Décryptage

10 propositions pour débloquer l’éolien en France

Posté le 23 janvier 2018
par Pierre Thouverez
dans Énergie

Le ministère de la Transition écologique et solidaire a rendu public la semaine dernière les conclusions du groupe de travail éolien. Ses 10 propositions visent à lever les obstacles au développement d’une filière particulièrement ralentie par la multiplication des contentieux.

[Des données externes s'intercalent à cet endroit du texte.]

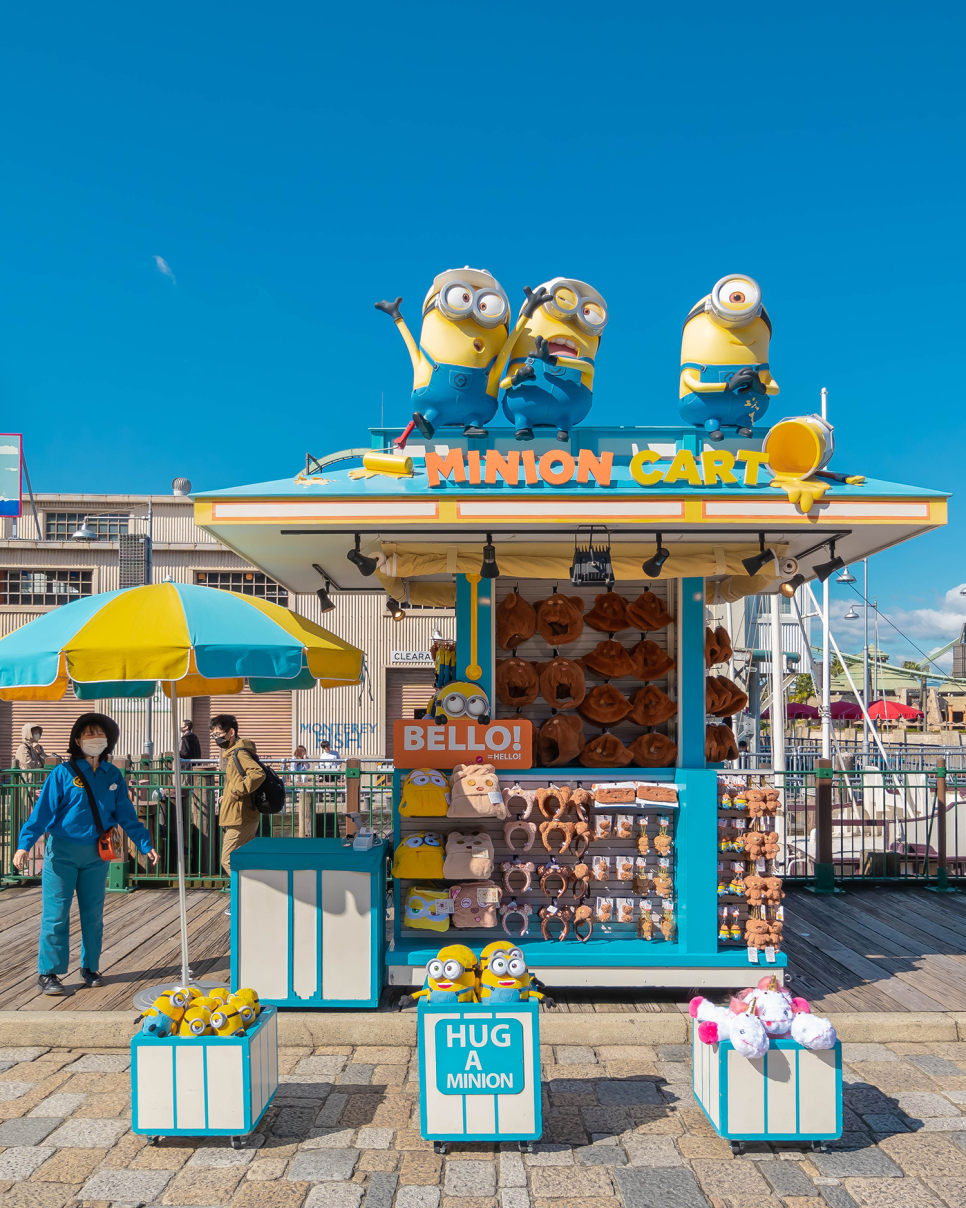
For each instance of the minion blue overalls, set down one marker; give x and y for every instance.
(732, 408)
(455, 395)
(556, 398)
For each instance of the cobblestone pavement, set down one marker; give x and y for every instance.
(621, 1131)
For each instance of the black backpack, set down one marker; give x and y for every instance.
(269, 796)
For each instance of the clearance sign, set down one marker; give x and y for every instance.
(424, 743)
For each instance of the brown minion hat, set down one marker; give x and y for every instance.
(516, 621)
(609, 614)
(562, 683)
(610, 660)
(605, 750)
(560, 739)
(647, 613)
(559, 620)
(650, 706)
(650, 661)
(604, 706)
(517, 683)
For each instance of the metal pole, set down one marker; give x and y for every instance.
(778, 689)
(181, 901)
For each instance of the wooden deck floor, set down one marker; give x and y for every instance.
(871, 950)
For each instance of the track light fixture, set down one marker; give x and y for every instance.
(652, 567)
(366, 565)
(755, 563)
(489, 569)
(791, 586)
(824, 569)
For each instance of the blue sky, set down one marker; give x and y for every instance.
(292, 164)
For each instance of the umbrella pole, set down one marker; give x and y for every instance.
(178, 813)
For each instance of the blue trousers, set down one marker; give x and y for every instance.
(69, 869)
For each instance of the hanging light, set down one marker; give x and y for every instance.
(652, 567)
(755, 563)
(791, 586)
(366, 565)
(489, 569)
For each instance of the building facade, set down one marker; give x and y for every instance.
(44, 567)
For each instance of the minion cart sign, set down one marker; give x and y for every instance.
(479, 1073)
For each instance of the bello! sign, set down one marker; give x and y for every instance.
(425, 744)
(557, 469)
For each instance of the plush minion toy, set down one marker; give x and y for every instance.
(451, 976)
(725, 376)
(419, 857)
(425, 794)
(227, 1022)
(461, 350)
(196, 1022)
(551, 366)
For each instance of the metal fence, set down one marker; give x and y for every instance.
(316, 802)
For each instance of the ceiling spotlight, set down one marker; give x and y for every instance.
(824, 569)
(489, 569)
(755, 563)
(652, 567)
(366, 565)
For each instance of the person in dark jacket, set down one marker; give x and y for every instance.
(191, 745)
(71, 861)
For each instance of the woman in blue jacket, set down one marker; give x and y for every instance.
(71, 861)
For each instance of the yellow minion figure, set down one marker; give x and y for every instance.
(196, 1022)
(451, 976)
(556, 342)
(419, 857)
(726, 381)
(461, 348)
(227, 1022)
(504, 976)
(425, 794)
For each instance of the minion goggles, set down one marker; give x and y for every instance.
(465, 292)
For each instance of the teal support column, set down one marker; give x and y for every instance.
(697, 825)
(486, 604)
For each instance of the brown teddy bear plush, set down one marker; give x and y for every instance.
(609, 614)
(475, 793)
(605, 750)
(559, 620)
(516, 622)
(559, 741)
(647, 613)
(610, 660)
(650, 707)
(653, 750)
(517, 683)
(562, 683)
(649, 661)
(604, 706)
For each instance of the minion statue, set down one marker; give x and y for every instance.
(556, 342)
(725, 376)
(463, 347)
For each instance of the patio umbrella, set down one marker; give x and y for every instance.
(891, 710)
(195, 640)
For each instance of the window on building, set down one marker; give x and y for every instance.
(60, 526)
(248, 582)
(44, 588)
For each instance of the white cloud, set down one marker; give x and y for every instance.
(164, 268)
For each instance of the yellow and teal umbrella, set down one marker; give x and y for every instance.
(193, 640)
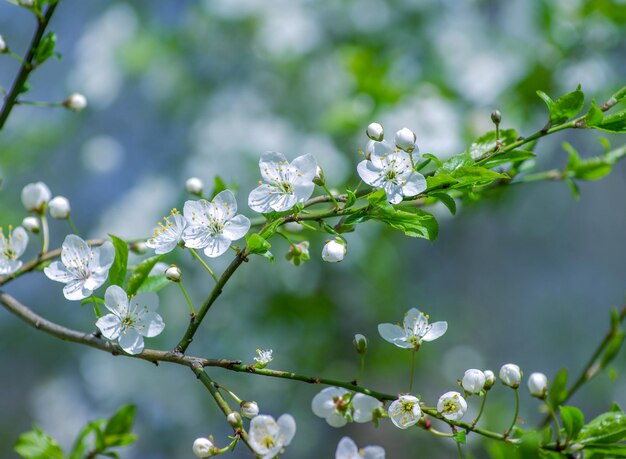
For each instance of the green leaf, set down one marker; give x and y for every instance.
(140, 274)
(117, 274)
(573, 420)
(37, 444)
(257, 244)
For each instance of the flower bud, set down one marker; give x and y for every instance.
(59, 208)
(194, 185)
(76, 102)
(249, 409)
(334, 251)
(360, 343)
(375, 132)
(234, 419)
(538, 385)
(35, 196)
(203, 447)
(490, 379)
(405, 140)
(473, 381)
(31, 224)
(173, 273)
(511, 375)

Avec 12 908 MW éoliens installés sur le territoire, la France se place 4ème européen loin derrière l’Allemagne (52 900 MW), l’Espagne (23 000 MW) et le Royaume-Uni (16 000 MW). Une situation qui s’explique notamment par la durée particulièrement longue d’un projet éolien dans l’Hexagone, entre 7 et 9 ans, en raison des litiges.

Simplifier les procédures

Parmi les 10 propositions du groupe de travail, l’accélération du traitement des contentieux est logiquement la première. Elle consiste à supprimer un niveau de juridiction (la Cassation) pour que le contentieux soit jugé en premier et dernier ressort devant la cour administrative d’appel. Une mesure déjà adoptée pour les projets éoliens en mer, les grandes surfaces commerciales (supermarchés, hypermarchés) et pour les salles de cinéma de plus de 300 places. D’autres mesures visent également à réduire les délais du projet, afin que la technologie approuvée au commencement ne soit pas « désuète » lorsque le parc entre en opération.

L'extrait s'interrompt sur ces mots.